Battery Classification System

As illustrated in FIG. 6, the battery classification system 1 of the present disclosure includes an acquisition unit 11, a prediction unit 12, and a classification unit 13. The acquisition unit 11 acquires the manufacturing conditions of the plurality of batteries. The prediction unit 12 predicts the durability performance of the plurality of batteries from the manufacturing conditions acquired by the acquisition unit based on the relationship between the manufacturing conditions of the batteries and the durability performance of the batteries. The classification unit 13 classifies the plurality of batteries based on the similarity of the durability performance predicted by the prediction unit. According to the battery classification system of the present disclosure, the method of the present disclosure for classifying a battery can be performed.

As illustrated in FIG. 6, the disclosed battery classification system may include CPU (Central Processing Unit) 10, memory 20, input-port 30, and sensor 40. In this instance, CPU may function as an acquisition unit, a prediction unit, and a classification unit. In CPU, a sensor or the like may be input via an input port.

Acquisition Unit

The acquisition unit 11 acquires the manufacturing conditions of the plurality of batteries. More specifically, the acquisition unit 11 can acquire the manufacturing conditions of the plurality of batteries on the basis of a signal or the like from the sensor 40 that measures a parameter related to the manufacturing conditions of the batteries. The acquisition unit 11 may be one or more CPU 10 and peripheral circuitry thereof.

When the manufacturing condition is the dew point of the atmosphere at the time of laminating the positive electrode mixture and/or the negative electrode mixture to the base material, the acquisition unit 11 can acquire the dew points as the manufacturing conditions, for example, based on a signal from the dew point sensor.

When the manufacturing condition is a ratio of the basis weight of the positive electrode mixture to the basis weight of the negative electrode mixture, the acquisition unit 11 can acquire the ratio as the manufacturing condition, for example, based on a signal from the mass sensor.

Prediction Unit

The prediction unit 12 predicts the durability performance of the plurality of batteries from the manufacturing conditions acquired by the acquisition unit 11 based on the relationship between the manufacturing conditions of the batteries and the durability performance of the batteries. For a relationship between the manufacturing conditions of the battery and the durability performance of the battery, reference can be made to the above description of the method of the present disclosure for classifying the battery.

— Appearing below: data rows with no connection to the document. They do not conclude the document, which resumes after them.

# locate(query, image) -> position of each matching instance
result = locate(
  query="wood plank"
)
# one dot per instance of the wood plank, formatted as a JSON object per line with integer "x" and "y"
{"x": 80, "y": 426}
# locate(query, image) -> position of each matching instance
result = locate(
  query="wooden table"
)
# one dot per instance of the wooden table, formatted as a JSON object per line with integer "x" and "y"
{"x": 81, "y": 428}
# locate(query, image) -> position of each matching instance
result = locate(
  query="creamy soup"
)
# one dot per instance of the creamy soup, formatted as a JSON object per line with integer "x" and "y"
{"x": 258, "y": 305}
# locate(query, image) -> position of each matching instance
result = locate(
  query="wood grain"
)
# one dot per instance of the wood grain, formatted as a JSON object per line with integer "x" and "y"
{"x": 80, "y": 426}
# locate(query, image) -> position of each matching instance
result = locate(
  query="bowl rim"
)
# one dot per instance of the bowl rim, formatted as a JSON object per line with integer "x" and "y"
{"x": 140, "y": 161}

This relation may be stored in memory 20, e.g., volatile semiconductor memory (e.g., RAM), non-volatile semiconductor memory (e.g., ROM), hard disk drive (HDD), solid state drive (SSD), or optical recording medium. The prediction unit 12 can predict the durability performance of the plurality of batteries on the basis of the information on the manufacturing conditions of the plurality of batteries acquired by the acquisition unit 11 and the relationship read out from the memory 20. The prediction unit 12 may be one or more CPU (Central Processing Unit) and its peripheral circuitry.

Classification Unit

The classification unit 13 classifies the plurality of batteries based on the predicted similarity of the durability performance. The classification unit 13 can classify the plurality of batteries based on the information on the similarity of the durability performance predicted by the prediction unit 12. For example, a plurality of batteries can be classified by labeling batteries having similar durability performance, aggregating batteries having similar durability performance, and the like. For how to determine the similarity of durability performance, reference can be made to the above description of the method of the present disclosure for classifying batteries. The classification unit 13 may be one or more CPU (Central Processing Unit) and its peripheral circuitry. The classified data may be stored in the memory 20, for example, a volatile semiconductor memory (e.g., RAM), a non-volatile semiconductor memory (e.g., ROM), a hard disk drive (HDD), a solid state drive (SSD), or an optical recording medium.